Outro elemento deste ponto da meditação é a pretensão de que a filosofia é dispensável na tarefa teológica e que a Sagrada Escritura pode, de algum modo, ser tomada sem qualquer indicação filosófica. Quem assim pensa, ainda não percebeu com clareza que este princípio teológico toma por duvidoso tudo o que não é dado revelado na Escritura e já está envolvido de não poucos elementos filosóficos. Por exemplo: para alguns teólogos desta linha, há um pessimismo acerca do que a razão humana pode ou não pode conhecer (epistemologia); para outros, há uma influência do pecado original sobre a vontade (ética) e a inteligência (epistemologia e metafísica) humanas; para outros, a liberdade humana está viciada (ética). Percebe-se que não é possível desvincular-se de algum tipo de reflexão filosófica, mesmo quando se deseja negá-la.

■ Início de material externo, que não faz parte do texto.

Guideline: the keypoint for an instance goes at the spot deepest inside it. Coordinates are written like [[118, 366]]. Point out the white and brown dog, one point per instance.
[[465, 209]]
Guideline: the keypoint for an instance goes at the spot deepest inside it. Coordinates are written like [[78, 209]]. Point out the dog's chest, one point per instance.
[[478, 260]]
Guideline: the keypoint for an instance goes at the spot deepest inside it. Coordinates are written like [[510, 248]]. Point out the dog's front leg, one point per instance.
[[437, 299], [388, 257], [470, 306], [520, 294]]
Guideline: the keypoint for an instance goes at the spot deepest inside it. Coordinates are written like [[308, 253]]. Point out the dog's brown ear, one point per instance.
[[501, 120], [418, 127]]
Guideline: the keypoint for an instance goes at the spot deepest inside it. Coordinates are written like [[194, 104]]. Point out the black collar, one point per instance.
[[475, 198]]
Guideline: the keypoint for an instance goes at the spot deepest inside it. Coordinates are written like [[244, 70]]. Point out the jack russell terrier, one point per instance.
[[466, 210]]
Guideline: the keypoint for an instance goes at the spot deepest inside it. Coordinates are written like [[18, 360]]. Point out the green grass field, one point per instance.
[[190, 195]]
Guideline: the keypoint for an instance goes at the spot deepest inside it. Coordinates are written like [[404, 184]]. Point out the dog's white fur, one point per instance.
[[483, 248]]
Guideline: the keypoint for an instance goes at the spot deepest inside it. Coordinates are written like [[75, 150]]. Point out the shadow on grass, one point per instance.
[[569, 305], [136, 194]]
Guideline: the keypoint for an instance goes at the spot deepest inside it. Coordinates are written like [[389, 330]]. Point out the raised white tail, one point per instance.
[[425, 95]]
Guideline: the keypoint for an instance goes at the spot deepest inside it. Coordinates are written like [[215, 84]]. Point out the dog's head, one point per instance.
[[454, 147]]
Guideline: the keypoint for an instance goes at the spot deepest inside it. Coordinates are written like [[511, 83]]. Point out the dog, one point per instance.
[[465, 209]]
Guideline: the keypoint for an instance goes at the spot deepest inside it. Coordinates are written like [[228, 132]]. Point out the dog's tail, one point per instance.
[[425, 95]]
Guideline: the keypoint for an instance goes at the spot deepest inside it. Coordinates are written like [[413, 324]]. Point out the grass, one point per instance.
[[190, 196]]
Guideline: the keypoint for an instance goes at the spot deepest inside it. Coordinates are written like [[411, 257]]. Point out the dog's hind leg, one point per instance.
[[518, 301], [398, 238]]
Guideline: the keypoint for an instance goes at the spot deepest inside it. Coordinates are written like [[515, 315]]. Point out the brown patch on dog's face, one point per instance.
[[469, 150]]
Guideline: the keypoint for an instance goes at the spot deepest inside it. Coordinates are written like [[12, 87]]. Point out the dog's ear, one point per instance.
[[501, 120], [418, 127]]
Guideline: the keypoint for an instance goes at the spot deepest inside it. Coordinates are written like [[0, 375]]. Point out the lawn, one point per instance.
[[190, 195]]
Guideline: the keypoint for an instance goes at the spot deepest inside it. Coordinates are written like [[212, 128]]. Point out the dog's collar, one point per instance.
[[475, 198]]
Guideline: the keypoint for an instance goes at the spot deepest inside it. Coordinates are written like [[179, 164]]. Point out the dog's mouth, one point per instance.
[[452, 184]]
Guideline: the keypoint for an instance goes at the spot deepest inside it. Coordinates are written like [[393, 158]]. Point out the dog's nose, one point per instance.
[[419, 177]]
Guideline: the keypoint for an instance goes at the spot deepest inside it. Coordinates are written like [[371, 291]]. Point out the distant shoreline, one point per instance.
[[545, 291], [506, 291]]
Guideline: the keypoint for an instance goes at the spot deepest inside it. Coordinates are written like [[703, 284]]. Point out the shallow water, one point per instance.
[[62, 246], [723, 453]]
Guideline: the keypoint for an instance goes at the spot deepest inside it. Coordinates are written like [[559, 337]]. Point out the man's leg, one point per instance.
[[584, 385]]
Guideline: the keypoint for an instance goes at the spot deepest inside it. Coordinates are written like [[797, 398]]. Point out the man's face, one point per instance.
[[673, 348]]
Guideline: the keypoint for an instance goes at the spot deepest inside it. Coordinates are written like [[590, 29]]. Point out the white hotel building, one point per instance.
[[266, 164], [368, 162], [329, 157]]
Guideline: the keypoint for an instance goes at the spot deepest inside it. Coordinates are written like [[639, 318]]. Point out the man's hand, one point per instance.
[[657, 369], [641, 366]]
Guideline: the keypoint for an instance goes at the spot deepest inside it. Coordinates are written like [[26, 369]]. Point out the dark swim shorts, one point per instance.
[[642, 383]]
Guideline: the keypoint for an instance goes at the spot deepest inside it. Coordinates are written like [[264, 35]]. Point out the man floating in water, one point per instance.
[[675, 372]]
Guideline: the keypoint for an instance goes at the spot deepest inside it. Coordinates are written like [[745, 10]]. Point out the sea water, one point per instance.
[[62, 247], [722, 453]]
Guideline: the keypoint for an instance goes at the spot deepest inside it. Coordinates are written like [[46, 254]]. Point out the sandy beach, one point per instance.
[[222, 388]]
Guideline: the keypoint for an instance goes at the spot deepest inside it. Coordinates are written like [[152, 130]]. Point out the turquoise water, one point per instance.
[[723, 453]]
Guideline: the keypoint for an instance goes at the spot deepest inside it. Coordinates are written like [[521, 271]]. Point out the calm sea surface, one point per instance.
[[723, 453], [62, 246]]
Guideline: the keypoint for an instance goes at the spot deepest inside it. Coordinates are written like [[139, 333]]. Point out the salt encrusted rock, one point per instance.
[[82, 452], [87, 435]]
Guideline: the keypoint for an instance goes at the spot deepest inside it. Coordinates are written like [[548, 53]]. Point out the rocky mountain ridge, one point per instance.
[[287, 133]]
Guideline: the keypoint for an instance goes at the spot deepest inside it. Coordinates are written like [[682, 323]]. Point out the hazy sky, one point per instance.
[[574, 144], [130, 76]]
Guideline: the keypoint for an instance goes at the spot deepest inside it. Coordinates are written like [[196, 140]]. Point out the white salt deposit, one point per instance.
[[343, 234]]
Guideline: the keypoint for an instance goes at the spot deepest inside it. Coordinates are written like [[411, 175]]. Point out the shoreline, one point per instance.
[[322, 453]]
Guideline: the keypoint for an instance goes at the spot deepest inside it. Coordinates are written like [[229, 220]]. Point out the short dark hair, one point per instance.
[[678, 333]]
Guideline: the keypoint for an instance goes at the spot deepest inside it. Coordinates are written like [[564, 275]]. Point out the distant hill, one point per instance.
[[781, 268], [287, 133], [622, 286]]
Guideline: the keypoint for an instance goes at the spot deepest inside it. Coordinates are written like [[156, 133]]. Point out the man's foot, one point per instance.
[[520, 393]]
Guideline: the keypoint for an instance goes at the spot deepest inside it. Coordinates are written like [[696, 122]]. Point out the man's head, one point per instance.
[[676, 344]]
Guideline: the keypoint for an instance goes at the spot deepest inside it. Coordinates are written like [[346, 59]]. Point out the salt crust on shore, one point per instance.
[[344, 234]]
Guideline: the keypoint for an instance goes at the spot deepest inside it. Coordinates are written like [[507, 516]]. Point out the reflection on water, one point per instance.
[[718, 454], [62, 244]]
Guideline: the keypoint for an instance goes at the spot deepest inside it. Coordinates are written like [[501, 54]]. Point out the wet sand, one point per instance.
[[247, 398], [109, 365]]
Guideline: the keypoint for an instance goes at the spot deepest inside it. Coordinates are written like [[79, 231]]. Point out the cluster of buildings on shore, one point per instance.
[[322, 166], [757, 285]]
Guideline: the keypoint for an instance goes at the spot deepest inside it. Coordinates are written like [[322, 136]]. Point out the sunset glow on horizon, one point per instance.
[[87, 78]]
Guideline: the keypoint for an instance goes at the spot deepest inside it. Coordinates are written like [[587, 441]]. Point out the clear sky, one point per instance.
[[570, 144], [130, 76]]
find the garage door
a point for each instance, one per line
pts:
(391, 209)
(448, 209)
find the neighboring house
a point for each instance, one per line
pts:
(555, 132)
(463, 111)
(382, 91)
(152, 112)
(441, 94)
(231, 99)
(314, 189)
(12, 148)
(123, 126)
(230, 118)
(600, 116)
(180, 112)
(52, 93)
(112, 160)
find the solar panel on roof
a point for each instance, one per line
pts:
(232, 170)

Mas a premissa Sola Scriptura, que é protestante, não resiste à aplicação dos seus corolários a si mesma. Se a filosofia é dispensável porque a Sagrada Escritura é critério único capaz de revelar toda a verdade sobre Deus e a salvação das almas, cabe uma pergunta incômoda: em que versículo está escrito que “toda a verdade está na Bíblia”? Ora, o princípio teológico tem que ser aplicado também a si mesmo. É evidente que este versículo não existe, o que põe em xeque a validade do critério.

Conheço muitas pessoas de fé católica, mas que sofreram crises intermináveis, inclusive sobre os fundamentos do cristianismo. Não raro, quando o problema não é moral, a questão é um nanismo intelectual, uma anemia metafísica. Há pessoas que sofrem de inanição filosófica crônica, pessoas que colocam toda a segurança religiosa em sua fé, mas esta é imatura, muito assentada sobre as emoções e sentimentos. Se algum evento questiona fortemente essa fé, torna-se clara a fraqueza esquálida do intelecto dessa pessoa, que mergulha em crise profunda. Neste caso, valem com maior razão as palavras do Papa João Paulo II, na Carta Encíclica Fides et Ratio:

Estas directrizes foram depois retomadas e especificadas noutros documentos do Magistério, com o intuito de garantir uma sólida formação filosófica sobretudo àqueles que se preparam para os estudos teológicos. Também eu sublinhei, em várias ocasiões, a importância desta formação filosófica para todos os que, um dia, terão de enfrentar, na vida pastoral, as questões do mundo actual e individuar as causas de determinados comportamentos, a fim de lhes dar pronta resposta (Fides et Ratio, 60).

Até a próxima!

_________NOTA: [1] “Sola Scriptura”: Somente a Escritura, princípio que fundou os movimentos protestantes do século XVI.